Duplicate rows in sql

EmpHector

Junior Member
Aug 10, 2009
10
0
0
hi,

TTITLE FORENAME SURNAME ADDRESS HOME_PHONE TOWN

mr Mohan Krishnan 42,MonksRD 1234567891 coventry,west midlands

null jason Rosss 13,CharterRD 1234567899 birmingham,west midlands

null Mohan Krishnan 42,MonksRD 1234567891 coventry,west midlands

mr Chris Hadland 30,watfordRD 5678912345 london,east midlands

mr Mohan Krishnan 42,MonksRD 4567891123 coventry,westmidlands



In this table the person Mohan is appeared three times and in the first row his title is mr and in the third row the title is null and in the 5 th row the title is mr and the home_phone is different from the other two rows, but all the three rows denote a same person. If this is the case then how will i find this duplicate record using a sql query..

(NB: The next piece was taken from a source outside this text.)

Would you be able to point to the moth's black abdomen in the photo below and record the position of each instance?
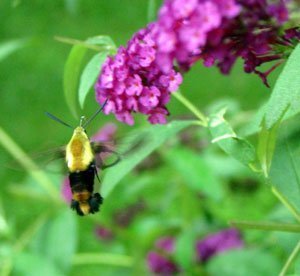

my boss gave me 12 million records like this and he asked me to find all the duplicate records as i mentioned aboveand delete them.
please help me with this.

thanks in advance....

 

presidentender

Golden Member
Jan 23, 2008
1,167
0
76
This problem will vary based on what exactly constitutes a duplicate. I doubt that firstname lastname is sufficient, since you'll have more than one "John Smith," but just from your example there are other changes between records. In any case, you will need to use a "select" statement with a "group by" clause; you'll have to decide which fields to group by.
 

brandonbull

Diamond Member
May 3, 2005
6,330
1,203
126
You're boss might want to supply you with some better business rules around defining "duplicates" before deleting records.

 

brandonb

Diamond Member
Oct 17, 2006
3,731
2
0
I write software for bill collections, we define a dupe as someone who matches one of the 4 criteria:

Last Name + SSN
First Name + Last Name + Address 1 + Address 2 + Zip
First Name + Last Name + Phone
First Name + Last Name + Address 1 + Address 2 + City

But better to ask your boss!
 

GeekDrew

Diamond Member
Jun 7, 2000
9,100
13
81
Originally posted by: brandonb
I write software for bill collections, we define a dupe as someone who matches one of the 4 criteria:

Last Name + SSN
First Name + Last Name + Address 1 + Address 2 + Zip
First Name + Last Name + Phone
First Name + Last Name + Address 1 + Address 2 + City

But better to ask your boss!

Holy crap... I can imagine quite a few real-life scenarios, that I've personally witnessed, that violate those conditions.
 

EmpHector

Junior Member
Aug 10, 2009
10
0
0
select Surname, count(*) from Master_Table where ADDRESS_1 like ADDRESS_1 and forename like forename and HOME_PHONE=HOME_PHONE group by Surname HAVING count(*) > 1;

i found this query could find the no of records that are duplicated how many times in the table wherer ADDRESS_1 and forename and home_phone matches with each other but i dont know how to list the records that are duplicated so that i could delete them ....
 
Nov 7, 2000
16,404
3
81
Originally posted by: GeekDrew
Originally posted by: brandonb
I write software for bill collections, we define a dupe as someone who matches one of the 4 criteria:

Last Name + SSN
First Name + Last Name + Address 1 + Address 2 + Zip
First Name + Last Name + Phone
First Name + Last Name + Address 1 + Address 2 + City

But better to ask your boss!

Holy crap... I can imagine quite a few real-life scenarios, that I've personally witnessed, that violate those conditions.
And everyone freaking hates collectors, coincidence?!
 
Nov 7, 2000
16,404
3
81
Originally posted by: EmpHector
select Surname, count(*) from Master_Table where ADDRESS_1 like ADDRESS_1 and forename like forename and HOME_PHONE=HOME_PHONE group by Surname HAVING count(*) > 1;

i found this query could find the no of records that are duplicated how many times in the table wherer ADDRESS_1 and forename and home_phone matches with each other but i dont know how to list the records that are duplicated so that i could delete them ....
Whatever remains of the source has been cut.